As much as Xiong wanted to bask in the satisfaction of a major accomplishment, monstrous though it might be, he had to admit his friends were right. Nothing about this experiment boded well for the future, and imagining all the ways this technology could be abused filled him with a pervasive dread. “Then I guess the next question—”

The beeping of an internal comm cut him off. He thumbed open the channel. “Xiong.”

“This is Jackson”
said the station’s chief of security.
“I need you up here at Ezthene’s habitat, on the double.”

The urgency of the request drew troubled looks from Xiong and his two colleagues. Worried that he already knew the answer, he asked, “Why? What’s going on?”

“It looks like our resident Tholian’s having a psychotic episode.”

Xiong was out of his chair and running for the door. “On my way.”

Five minutes later, Xiong dashed out of a turbolift and sprinted the last several meters to the outer hatch of Ezthene’s customized habitat. Inside the enclosure, the pressure and temperature were extreme enough to disintegrate most organic matter, and the majority of substances that could survive those elements would succumb to the corrosive effects of the various compounds that served as an atmosphere for their Tholian refugee.

Lieutenant Haniff Jackson waited beside the hatch with Lieutenant Felicia Knight, the station’s preeminent expert on Tholian biology. The two of them peered through a ten-inch-thick viewport of specially treated transparent steel. Neither seemed to note Xiong’s approach, so he called out, “What’s happening in there?”

Jackson stepped aside and motioned for Xiong to take his place. “See for yourself.”

Xiong pressed up against the window and peered into the ruby mists of Ezthene’s habitat. “Where is he? I don’t see him.”

“Look down,” Knight said.

As indicated, the expatriate Tholian was lying on the deck in front of the inner hatch, below a unique interface panel that had been designed to enable Ezthene to initiate contact with those outside his segregated compartment. His orthorhombic limbs were all curled inward, as if to shield his abdomen and thorax. Xiong asked, “Has he moved?”

“A couple of times,” Jackson said. “He alternates between—”

Ezthene sprang from the deck and flailed about in wild, jerking movements. His piercing screech shrilled over the open intercom channel like a diamond drill cutting through duranium. He
slammed his body against the walls and the inner hatch, and his ponderous thuds of impact were audible through the reinforced bulkheads. Xiong recoiled by instinct as Ezthene threw himself violently against the transparent barrier.

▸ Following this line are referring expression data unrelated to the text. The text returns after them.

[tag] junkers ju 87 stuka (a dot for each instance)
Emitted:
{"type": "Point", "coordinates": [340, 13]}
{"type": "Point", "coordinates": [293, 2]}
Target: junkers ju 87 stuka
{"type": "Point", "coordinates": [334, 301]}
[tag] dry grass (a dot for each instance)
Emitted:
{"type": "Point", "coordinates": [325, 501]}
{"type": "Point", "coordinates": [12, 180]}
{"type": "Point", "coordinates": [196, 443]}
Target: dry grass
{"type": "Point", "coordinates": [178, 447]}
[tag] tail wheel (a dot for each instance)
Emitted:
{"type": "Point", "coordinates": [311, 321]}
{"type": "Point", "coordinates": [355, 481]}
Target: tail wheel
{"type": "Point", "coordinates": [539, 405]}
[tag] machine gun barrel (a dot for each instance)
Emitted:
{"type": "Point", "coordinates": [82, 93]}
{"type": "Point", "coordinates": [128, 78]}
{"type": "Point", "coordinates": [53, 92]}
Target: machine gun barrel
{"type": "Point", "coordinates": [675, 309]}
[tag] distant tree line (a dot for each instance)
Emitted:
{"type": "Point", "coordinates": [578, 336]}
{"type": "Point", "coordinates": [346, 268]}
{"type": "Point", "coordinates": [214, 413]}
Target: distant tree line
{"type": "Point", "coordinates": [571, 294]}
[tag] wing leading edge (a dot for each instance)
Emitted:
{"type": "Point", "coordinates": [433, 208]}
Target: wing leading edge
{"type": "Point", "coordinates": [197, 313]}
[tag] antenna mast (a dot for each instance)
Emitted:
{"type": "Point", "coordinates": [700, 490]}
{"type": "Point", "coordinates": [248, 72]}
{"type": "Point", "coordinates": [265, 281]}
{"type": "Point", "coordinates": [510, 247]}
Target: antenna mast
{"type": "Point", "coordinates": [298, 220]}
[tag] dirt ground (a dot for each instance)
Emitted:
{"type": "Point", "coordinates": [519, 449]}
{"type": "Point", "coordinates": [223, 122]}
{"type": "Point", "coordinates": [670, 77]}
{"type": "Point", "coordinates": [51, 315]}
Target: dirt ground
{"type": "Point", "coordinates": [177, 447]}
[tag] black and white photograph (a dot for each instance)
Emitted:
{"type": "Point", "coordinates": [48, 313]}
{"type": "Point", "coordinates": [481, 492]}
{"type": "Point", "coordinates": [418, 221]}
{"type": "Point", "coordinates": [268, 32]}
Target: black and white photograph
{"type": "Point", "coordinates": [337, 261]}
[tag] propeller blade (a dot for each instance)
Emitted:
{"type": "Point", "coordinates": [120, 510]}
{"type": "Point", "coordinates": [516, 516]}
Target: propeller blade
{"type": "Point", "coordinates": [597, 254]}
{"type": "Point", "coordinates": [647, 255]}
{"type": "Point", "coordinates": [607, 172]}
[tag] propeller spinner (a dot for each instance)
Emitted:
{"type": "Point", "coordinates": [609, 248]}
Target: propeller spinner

Hoping to end the tantrum, Xiong reached over and spoke into the intercom. “Ezthene! Calm down, please. It’s me, Ming Xiong.” Ezthene continued his display, his ferocity undiminished. “Ezthene, can you hear me? It’s Xiong. Please respond!”

“The voice!”
shrieked Ezthene, his words sounding as harsh from the universal translator as they did in his native language.
“The voice!”

He kept repeating those same two words, over and over, until Xiong turned off the intercom. “That’s not good,” he muttered.

Knight turned her baffled stare in his direction. “You know what that means?”

“I have some idea,” Xiong said. “But please don’t ask. I guarantee you really don’t want to know.” He turned toward Jackson. “Have you been maintaining surveillance on Ezthene?”

“Twenty-four seven,” Jackson said, “just like the admiral ordered.”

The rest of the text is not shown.